On the eve of Horrible Histories’ car park panto, Horrible Christmas, we talk to Neal Foster, the man behind the live shows’ partners, Birmingham Stage Company
BEEN THERE, DONE THAT
The events that probably gave my career its kick start was persuading famous actors including Dustin Hoffman, Judi Dench, Ian McKellen, Glenn Close and Richard Dreyfuss to let me interview them live on stage in the West End and on Broadway. They did it for nothing so I could put all the money towards staging The Seagull at Birmingham Rep in 1990, which was the springboard to everything that came after.
IT’S WHAT I DO
I’m the actor/manager of Birmingham Stage Company which I created in 1992 and launched from the Old Rep. The company has been a big adventure which has taken us around the UK and to Dubai, Abu Dhabi, Qatar, New Zealand, Hong Kong, Singapore, India, Malta, Syria and New York. We’ve staged more than 100 productions and had a fabulous time along the way. This year has been a little different, though!
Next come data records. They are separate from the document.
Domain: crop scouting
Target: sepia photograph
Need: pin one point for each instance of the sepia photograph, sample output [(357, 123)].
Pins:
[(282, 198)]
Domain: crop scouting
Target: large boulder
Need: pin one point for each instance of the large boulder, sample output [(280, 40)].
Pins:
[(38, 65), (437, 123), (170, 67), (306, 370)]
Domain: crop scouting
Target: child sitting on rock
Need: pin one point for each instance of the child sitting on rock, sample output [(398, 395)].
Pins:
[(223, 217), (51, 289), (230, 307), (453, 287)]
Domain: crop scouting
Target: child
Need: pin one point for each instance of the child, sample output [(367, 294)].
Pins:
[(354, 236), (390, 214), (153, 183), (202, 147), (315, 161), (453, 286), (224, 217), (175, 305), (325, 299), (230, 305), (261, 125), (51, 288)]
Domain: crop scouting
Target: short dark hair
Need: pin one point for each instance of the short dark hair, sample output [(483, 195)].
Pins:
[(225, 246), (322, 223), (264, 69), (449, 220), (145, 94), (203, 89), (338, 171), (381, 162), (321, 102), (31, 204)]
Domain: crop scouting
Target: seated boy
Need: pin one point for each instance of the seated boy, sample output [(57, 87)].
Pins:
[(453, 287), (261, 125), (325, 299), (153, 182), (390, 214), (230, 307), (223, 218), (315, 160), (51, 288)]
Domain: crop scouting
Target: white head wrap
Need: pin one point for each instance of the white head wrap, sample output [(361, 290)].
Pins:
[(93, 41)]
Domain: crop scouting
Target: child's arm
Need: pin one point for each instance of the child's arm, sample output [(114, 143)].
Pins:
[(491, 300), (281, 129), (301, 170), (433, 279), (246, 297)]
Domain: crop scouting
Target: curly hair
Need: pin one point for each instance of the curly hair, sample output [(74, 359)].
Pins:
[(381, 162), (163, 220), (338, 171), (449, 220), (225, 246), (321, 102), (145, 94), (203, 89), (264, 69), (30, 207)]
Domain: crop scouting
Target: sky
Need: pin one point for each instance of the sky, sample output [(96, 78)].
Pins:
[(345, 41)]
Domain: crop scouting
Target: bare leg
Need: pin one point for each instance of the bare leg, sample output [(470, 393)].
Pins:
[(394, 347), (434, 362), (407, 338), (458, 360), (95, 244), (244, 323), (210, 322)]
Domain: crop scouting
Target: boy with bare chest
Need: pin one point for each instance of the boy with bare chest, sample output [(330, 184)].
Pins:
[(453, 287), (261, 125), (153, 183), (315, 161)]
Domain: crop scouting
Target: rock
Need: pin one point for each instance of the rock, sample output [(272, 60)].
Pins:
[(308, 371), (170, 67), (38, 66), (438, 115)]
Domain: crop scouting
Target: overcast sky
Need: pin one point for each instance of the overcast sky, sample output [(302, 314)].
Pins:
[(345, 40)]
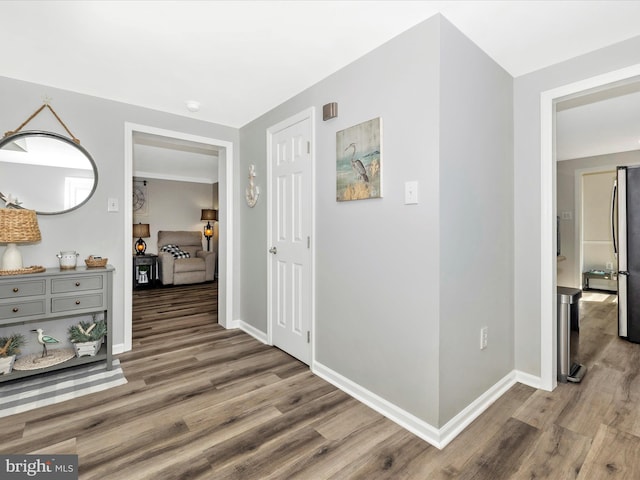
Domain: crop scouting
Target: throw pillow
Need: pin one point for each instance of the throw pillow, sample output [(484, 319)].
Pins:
[(175, 251)]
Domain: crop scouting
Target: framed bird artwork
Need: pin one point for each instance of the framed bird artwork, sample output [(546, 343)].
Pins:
[(359, 161)]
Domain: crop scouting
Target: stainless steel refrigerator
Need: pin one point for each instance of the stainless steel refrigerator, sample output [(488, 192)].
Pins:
[(625, 215)]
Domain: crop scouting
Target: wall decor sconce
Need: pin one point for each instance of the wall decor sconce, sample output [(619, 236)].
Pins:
[(209, 215), (329, 111), (17, 226), (252, 192), (141, 230)]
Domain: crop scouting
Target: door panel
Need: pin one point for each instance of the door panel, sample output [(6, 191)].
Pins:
[(291, 224)]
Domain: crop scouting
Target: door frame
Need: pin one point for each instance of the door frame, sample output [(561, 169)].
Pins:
[(548, 274), (225, 224), (308, 113)]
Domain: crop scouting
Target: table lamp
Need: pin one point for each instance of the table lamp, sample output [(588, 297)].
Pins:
[(208, 214), (17, 226), (141, 230)]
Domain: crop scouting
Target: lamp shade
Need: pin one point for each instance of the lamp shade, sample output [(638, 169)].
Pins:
[(209, 214), (18, 226), (141, 230)]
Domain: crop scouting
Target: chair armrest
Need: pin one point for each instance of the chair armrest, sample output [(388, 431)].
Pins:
[(209, 262), (166, 263)]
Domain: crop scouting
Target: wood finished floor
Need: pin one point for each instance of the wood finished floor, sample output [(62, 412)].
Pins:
[(205, 402)]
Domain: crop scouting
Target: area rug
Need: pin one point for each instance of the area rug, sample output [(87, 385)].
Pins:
[(54, 387)]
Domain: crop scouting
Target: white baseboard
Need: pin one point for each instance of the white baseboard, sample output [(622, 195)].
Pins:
[(118, 348), (251, 330), (438, 437), (458, 423), (528, 379), (403, 418)]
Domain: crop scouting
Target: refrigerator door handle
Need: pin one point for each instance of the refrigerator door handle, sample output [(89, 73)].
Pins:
[(622, 244), (614, 193)]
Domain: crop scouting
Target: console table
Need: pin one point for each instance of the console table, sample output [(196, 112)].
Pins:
[(56, 294)]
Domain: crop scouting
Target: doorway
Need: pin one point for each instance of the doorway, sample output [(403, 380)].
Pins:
[(225, 196), (291, 218), (548, 217)]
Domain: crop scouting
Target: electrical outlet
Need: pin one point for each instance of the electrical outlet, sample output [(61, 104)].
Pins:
[(484, 334), (112, 205)]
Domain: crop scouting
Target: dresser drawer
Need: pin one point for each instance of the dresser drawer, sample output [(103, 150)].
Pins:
[(76, 284), (22, 289), (76, 302), (21, 309)]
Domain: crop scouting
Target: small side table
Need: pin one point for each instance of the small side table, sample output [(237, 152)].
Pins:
[(145, 270)]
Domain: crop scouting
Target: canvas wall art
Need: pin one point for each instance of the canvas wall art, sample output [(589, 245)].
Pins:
[(359, 161)]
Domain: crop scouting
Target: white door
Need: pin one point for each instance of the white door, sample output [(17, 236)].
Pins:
[(290, 172)]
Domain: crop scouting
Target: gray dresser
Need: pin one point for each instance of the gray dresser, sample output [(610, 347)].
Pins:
[(54, 294)]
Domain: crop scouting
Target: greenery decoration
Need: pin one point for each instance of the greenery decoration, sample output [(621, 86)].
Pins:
[(10, 346), (87, 331)]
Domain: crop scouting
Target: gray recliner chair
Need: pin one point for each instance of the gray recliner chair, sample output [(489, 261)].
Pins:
[(198, 268)]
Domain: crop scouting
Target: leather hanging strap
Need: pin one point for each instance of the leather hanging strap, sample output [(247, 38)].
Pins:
[(35, 114)]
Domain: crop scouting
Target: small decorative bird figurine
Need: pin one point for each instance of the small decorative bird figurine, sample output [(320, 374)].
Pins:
[(44, 340)]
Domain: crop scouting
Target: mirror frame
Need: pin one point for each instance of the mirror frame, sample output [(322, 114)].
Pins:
[(40, 133)]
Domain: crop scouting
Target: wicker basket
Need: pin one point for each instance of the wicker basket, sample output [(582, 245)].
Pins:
[(96, 262)]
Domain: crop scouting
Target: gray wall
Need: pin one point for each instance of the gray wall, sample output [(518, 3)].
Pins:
[(476, 222), (382, 267), (527, 184), (99, 124)]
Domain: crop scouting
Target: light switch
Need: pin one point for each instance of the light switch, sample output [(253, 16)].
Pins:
[(410, 193), (112, 205)]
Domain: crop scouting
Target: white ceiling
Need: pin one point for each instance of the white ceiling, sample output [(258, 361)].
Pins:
[(239, 59)]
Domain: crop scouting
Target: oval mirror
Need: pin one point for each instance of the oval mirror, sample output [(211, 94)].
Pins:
[(45, 172)]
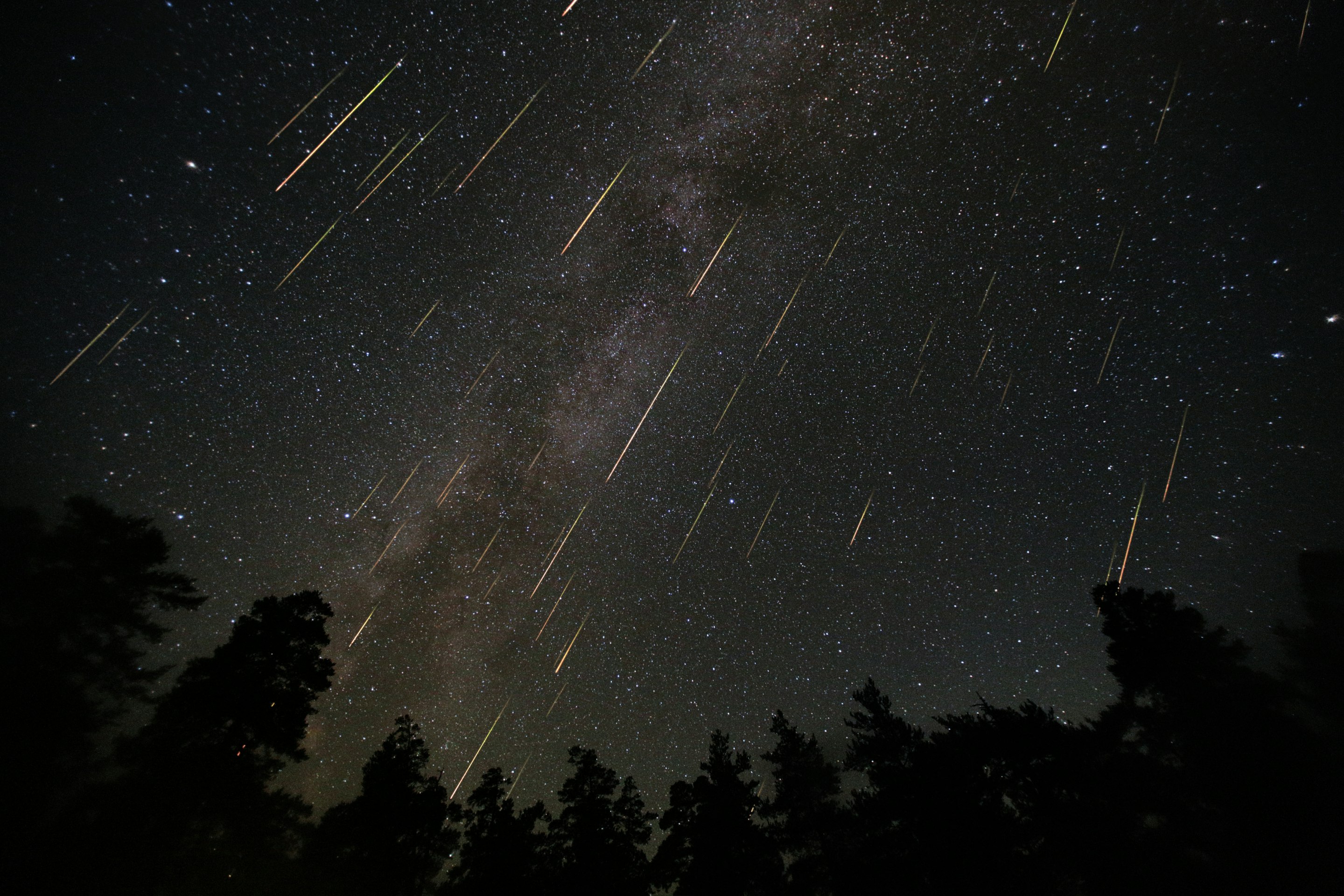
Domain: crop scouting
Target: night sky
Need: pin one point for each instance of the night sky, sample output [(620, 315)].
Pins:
[(926, 139)]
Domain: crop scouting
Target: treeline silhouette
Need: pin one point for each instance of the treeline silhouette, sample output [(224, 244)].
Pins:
[(1204, 774)]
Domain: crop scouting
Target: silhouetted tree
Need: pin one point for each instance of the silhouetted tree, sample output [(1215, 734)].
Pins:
[(713, 846), (502, 852), (393, 839), (595, 844), (196, 812), (804, 819), (76, 616)]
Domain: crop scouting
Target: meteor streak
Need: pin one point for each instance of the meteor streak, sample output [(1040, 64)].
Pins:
[(488, 547), (384, 159), (926, 339), (425, 319), (444, 493), (370, 495), (986, 299), (1061, 35), (715, 257), (565, 656), (404, 484), (1175, 453), (126, 335), (483, 372), (645, 415), (502, 133), (343, 72), (89, 346), (553, 609), (1108, 351), (1132, 527), (342, 123), (761, 528), (861, 518), (1167, 108), (557, 699), (308, 253), (983, 358), (557, 553), (385, 550), (362, 628), (480, 749), (781, 316), (401, 160), (597, 203), (834, 248), (674, 26), (522, 769), (730, 404)]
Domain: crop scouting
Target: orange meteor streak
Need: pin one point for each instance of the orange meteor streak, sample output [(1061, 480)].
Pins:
[(1132, 527), (861, 518), (715, 257), (1061, 35), (126, 335), (342, 123), (444, 493), (761, 528), (425, 319), (1171, 472), (362, 628), (480, 749), (781, 315), (645, 415), (385, 550), (597, 203), (502, 136), (404, 484), (370, 495), (572, 643), (89, 346), (557, 553), (553, 609), (308, 253), (315, 100), (488, 547), (483, 372)]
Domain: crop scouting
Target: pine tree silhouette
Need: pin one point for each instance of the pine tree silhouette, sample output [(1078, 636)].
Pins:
[(393, 839)]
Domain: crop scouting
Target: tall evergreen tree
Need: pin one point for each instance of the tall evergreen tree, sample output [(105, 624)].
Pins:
[(596, 841), (503, 852), (393, 839), (77, 614), (196, 812), (713, 846), (804, 817)]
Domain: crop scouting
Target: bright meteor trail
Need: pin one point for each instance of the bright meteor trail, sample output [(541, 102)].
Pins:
[(480, 749), (306, 106), (308, 253), (645, 415), (342, 123), (502, 136), (674, 26), (91, 346), (597, 203)]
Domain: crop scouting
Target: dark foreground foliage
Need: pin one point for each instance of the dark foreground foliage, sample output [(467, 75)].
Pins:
[(1204, 776)]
I am one of those lucky people who’s been involved in something special almost every year, so it’s hard to narrow it down. Performing in the Concert Hall of Sydney Opera House was spectacular, as is performing in the West End and on Broadway. But I’m just as happy acting at the fabulous theatre in Bridlington Spa if the audience is up for it. It’s all down to the audience in the end – if you find a good one, it doesn’t matter where.
BIGGEST LESSON LEARNED
My father was a great businessman who gave me some advice when I was a teenager. Never have a business partner, never let someone push you around and never give anyone a second chance. This last one sounded incredibly harsh, so I chose to ignore it, but then found in my professional life that whenever I did give someone a second chance it always came back to bite me. Except once – and I guess it’s those exceptions which make life interesting.
WHAT I LIKE ABOUT BRUM
I was born in Birmingham, so my first impressions are difficult to remember! But my favourite thing is the Old Rep Theatre which provided me with the chance to fulfil all my dreams. It was built by Sir Barry Jackson as the first purpose-built theatre in the country and until 1971 housed Birmingham Repertory Theatre, until they moved to Broad Street. For 20 years it was used by amateur companies until I persuaded the city council to let me move my fledgling company into its walls and we never looked back.
I love reading a newspaper over a gin and tonic. I’m worried that by the time I retire all the newspapers will be online, which I is much less satisfying. I don’t even have a smart phone. I like the real world too much.